Kiss of the Fur Queen
- Author: Tomson Highway
- Translator: Robert Dickson (French); Thomas Bauer (German);
- Language: English
- Genre: novel
- Published: 1998 (Doubleday Canada); 2001 (Frederking & Thaler) (German); 2004 (Prise de parole) (French);
- Publication place: Canada
- ISBN: 9780385256520

= Kiss of the Fur Queen =

1998 novel by Tomson Highway

Kiss of the Fur Queen is a novel by Tomson Highway, first published by Doubleday Canada in September 1998.

The novel's main characters are Champion and Ooneemeetoo Okimasis, two young Cree brothers from Eemanipiteepitat in northern Manitoba who are taken from their family and sent to a residential school. Their language is forbidden, their names are changed to Jeremiah and Gabriel, and the boys are sexually abused by priests. However, a wily trickster figure, the Fur Queen, watches over the boys as they fulfill their destiny to become artists.

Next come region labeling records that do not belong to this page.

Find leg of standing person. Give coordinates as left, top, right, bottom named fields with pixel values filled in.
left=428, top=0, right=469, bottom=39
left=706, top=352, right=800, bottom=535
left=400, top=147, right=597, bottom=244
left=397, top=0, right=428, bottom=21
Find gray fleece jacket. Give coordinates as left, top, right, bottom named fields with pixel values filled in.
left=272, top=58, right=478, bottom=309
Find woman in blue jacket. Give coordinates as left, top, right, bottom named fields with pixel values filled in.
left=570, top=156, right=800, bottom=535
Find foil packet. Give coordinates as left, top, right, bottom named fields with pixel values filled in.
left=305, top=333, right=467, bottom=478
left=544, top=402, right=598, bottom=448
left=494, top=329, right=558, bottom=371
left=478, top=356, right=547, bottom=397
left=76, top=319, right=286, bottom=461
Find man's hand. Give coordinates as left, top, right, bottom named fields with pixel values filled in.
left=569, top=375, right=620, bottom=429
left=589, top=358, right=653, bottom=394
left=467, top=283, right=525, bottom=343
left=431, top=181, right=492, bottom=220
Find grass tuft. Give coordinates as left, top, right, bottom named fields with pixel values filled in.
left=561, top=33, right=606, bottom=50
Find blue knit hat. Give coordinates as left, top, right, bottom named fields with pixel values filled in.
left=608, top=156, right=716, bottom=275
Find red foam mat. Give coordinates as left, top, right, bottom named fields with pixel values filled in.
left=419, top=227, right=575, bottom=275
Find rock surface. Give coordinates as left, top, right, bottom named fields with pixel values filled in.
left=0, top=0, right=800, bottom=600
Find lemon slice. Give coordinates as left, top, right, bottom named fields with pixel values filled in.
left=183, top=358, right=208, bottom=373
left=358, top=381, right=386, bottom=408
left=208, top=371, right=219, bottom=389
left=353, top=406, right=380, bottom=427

The novel, a fictionalized account of the real-life childhood of Tomson Highway and his brother René, was a nominee for the Canadian Booksellers Association Libris Award and the Books in Canada First Novel Award in 1998.

Francophone Ontarian poet and academic Robert Dickson translated the novel into French, under the title Champion et Ooneemeetoo, which was published by Prise de parole in 2004. The German edition Der Kuss der Pelzkönigin. Ein indianischer Lebensweg was translated by Thomas Bauer and published in 2001 by Frederking & Thaler (Munich).

Under the title Le Baiser de la reine blanche, the book was selected for the 2024 edition of Le Combat des livres, where it was defended by Jocelyn Sioui.

==Plot summary==

Kiss of the Fur Queen begins with the champion dog-sled racer Abraham Okimasis and the story of his two sons, Champion and Ooneemeetoo Okimasis from Eemanipiteepitat, Manitoba. Both brothers are taken from their families and sent to a residential school where they are unable to speak their language, forced to cut their hair, and renamed to Jeremiah and Gabriel. In their residential school experience, both brothers are physically and sexually abused at the hands of the priests which leads to Jeremiah's celibacy and Gabriel's inability to form successful relationships. The residential school is also the time that Gabriel meets the Fur Queen or better known as the trickster who watches over them throughout their lives.

When he returns from residential school, Jeremiah moves to Winnipeg to pursue his interests in music which acts as a coping strategy for his earlier abuse. He immerses himself fully in his musical pursuits which results in his further isolation and feelings of loneliness due to his lack of meaningful relationships and family connections. Gabriel decides to join his brother in Winnipeg to continue his passion for dance. He embraces his homosexuality at a time when it was not safe to do so publicly, and self-medicates with drugs and alcohol. He turns to prostitution and endures vivid flashbacks of the abuse he suffered at the hands of the priests. Both brothers have troubles reconciling their two identities and this leads them to reject their Native identity and embrace the dominant culture.

==Themes==

There are many themes at play in this novel. There is the theme of the trickster, an element found throughout native storytelling and fiction. In this case the trickster appears in the lives of both Abraham, who is the father of the boys, and Gabriel and Jeremiah. The trickster appears in times of great importance for the characters and is a playful figure, in contrast to the stern vengeful god that the boys are introduced to in school. Another theme found in this novel is the devastating effects of colonization on Indigenous people. Gabriel and Jeremiah are sent to residential school where they are forced to speak English, and their own Cree culture and language is demonized. Both boys are traumatized by their experiences at residential school and face issues regarding identity growing up. Reconciliation is also a strong theme found in this work. Both Gabriel and Jeremiah have to find their own way to heal from their traumatic experiences at residential school.